The zone (3 min)




Desconheço ao certo os motivos que me fizeram chegar até aqui.
O imenso belvedere ao meu redor estava completamente vazio.
Estranho.
Nunca havia visto este lugar com menos de mil pessoas. O som misturado de carros com músicas e vozes de dezenas de pessoas eufóricas. Óculos de sol, casais felizes, roupas de dois mil reais e uma coca-cola.
É engraçado, conheci o lugar quando era criança, na época, somente quem fazia voo livre ou morava por perto (meu caso) o conhecia.
A contemplação acontecia de forma mais pura antes da coca-cola, eu diria.
A multidão traz consigo algo um pouco besta. Uma espécie de ideologia em que o senso comum vem e come seu rabo. Ela não te aceita se você pensar um pouco diferente. O mundo pra multidão é um arco-íris em preto e branco, onde todos que a formam são seres divinos.
Pra mim as coisas eram muito mais cinzas. E muito mais humanas.
Apago a moto. Nenhum som.
Pequenas gotas de chuva começavam a cair. Caminho em direção ao vasto gramado em frente.
Sinto frio.
Sinto muitas coisas.
Paro na grama onde sentei na última vez que fui lá com alguém de algum passado.
Observo.
Uma grande massa de névoa cobria todo o belvedere silencioso. Não podia ver absolutamente nada.
Lá estava eu numa quarta-feira ao meio-dia, junto com o iniciar da chuva, no topo de uma montanha, completamente sozinho, após percorrer alguns quilômetros de uma estrada de terra; sem a qual eu não poderia contemplar a visão de todas as pequenas cidades, homens, pedras, rios, formigas, putas e o que mais quer que haja lá embaixo.
Sorri.
A estranha música começou. Era um convite.
Como aquele momento místico em que você percorre uma estrada deserta, e em algum instante os quilômetros por hora ultrapassam seus batimentos cardíacos por minuto. Então você descobre algo.
The zone.
O fora e o dentro estão muito próximos de se tocarem.
Em ambos, há o topo, há a solitude, há o vazio, e a névoa.

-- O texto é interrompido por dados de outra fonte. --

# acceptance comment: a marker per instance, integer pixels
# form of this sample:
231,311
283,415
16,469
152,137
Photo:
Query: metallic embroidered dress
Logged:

Não há diferença entre os olhos estarem fechados ou abertos.
Sinto tudo ao meu redor. Observo para onde as cidades se escondem atrás das névoas, onde, ironicamente, em cada uma jaziam um, ou mais, amores mortos. Histórias de vidas inteiras que tomaram doses diferentes de caminhos diferentes.
Vejo a estrada que o avô do meu amigo trabalhou a vida inteira para construir. A base de muito suor e inaladas de rapé.
Vejo, pela montanha, meu quarto. Onde passo madrugadas inteiras sobrevividas à base de nicotina e fé.
O tempo é ressignificado. Poderia estar aqui há um ano ou há um segundo, não saberia dizer.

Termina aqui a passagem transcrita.